De Loungville reached down and gripped Roo by the hair, pulling him to his feet, holding the dagger to his throat. ‘You’re not going to die, you useless piece of pig snot,’ he said, as if reading the boy’s mind. ‘You’re mine, and you will die when I tell you it is my pleasure that you die. Not before. If you die before I tell you, I will reach into the Death Goddess’s hall and yank you back to life, and then I will kill you. I will cut your belly open and eat your liver for dinner if you don’t do as I tell you. Now get that dead meat into that wagon!’
Roo fell backwards, hard against the wagon’s tailgate, and barely kept himself from falling. He leaned down, got his arms under the body’s arms, and heaved.
‘You’re no good to me, boy!’ bellowed de Loungville. ‘If you don’t get him in that wagon by the time I count to ten, you worthless slug, I’ll cut your heart out before your eyes! One!’
Roo heaved and his face betrayed panic. ‘Two!’ He forced his own weight forward, and got the corpse sitting up. ‘Three!’
He lifted with his legs and somehow got himself half turned around, so that the dead man rested against the tailgate. ‘Four!’ Roo took a breath and heaved again, and suddenly the man was halfway into the wagon. ‘Five!’ Roo let the body go and reached down quickly, gripping the corpse around the hips. He ignored the reek of urine and feces as he heaved with his last reserve of strength. Then he collapsed.

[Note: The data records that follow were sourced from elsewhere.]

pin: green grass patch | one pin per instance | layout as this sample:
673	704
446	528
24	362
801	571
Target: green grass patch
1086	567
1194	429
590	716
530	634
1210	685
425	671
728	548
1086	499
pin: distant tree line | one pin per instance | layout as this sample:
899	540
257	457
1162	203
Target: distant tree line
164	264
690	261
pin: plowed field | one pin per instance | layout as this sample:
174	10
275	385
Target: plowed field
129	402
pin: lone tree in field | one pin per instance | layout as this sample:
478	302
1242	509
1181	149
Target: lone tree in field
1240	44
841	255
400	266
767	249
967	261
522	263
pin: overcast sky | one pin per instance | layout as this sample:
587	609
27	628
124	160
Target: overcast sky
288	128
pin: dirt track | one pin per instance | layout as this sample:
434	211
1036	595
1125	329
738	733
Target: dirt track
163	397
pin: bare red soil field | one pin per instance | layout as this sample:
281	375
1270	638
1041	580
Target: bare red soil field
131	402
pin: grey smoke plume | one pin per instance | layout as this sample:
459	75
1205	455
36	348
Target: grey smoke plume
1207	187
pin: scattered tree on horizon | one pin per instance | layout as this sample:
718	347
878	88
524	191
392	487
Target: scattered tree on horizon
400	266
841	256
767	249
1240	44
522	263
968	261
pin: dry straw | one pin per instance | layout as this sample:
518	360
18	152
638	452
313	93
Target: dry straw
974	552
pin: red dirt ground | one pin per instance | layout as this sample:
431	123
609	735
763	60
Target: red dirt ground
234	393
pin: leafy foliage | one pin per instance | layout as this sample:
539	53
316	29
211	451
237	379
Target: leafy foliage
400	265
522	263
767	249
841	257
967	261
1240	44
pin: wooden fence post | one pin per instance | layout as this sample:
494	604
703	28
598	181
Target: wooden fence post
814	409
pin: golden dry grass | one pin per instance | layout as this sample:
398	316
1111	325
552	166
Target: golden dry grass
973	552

‘Six!’ screamed de Loungville, leaning over the boy, who sat at the base of the wagon.
Roo looked up and saw the man’s legs were hanging over the end of the tailgate. He struggled to his feet as de Loungville shouted, ‘Seven!’ and pushed as hard on the legs as he could.
They bent and he half pushed, half rolled the dead man all the way into the wagon as de Loungville reached the count of eight.
Then he fainted.
Erik took a step forward. De Loungville turned, took a single step, and delivered a backhanded blow to Erik that brought him to his knees. Lowering his head to lock gazes with the stunned Erik, Robert de Loungville said, ‘You will learn, dog meat, that no matter what happens to your friends, you will do what you’re told when you are told and nothing else. If that’s not the first thing you learn, you’ll be crow bait before the sun sets.’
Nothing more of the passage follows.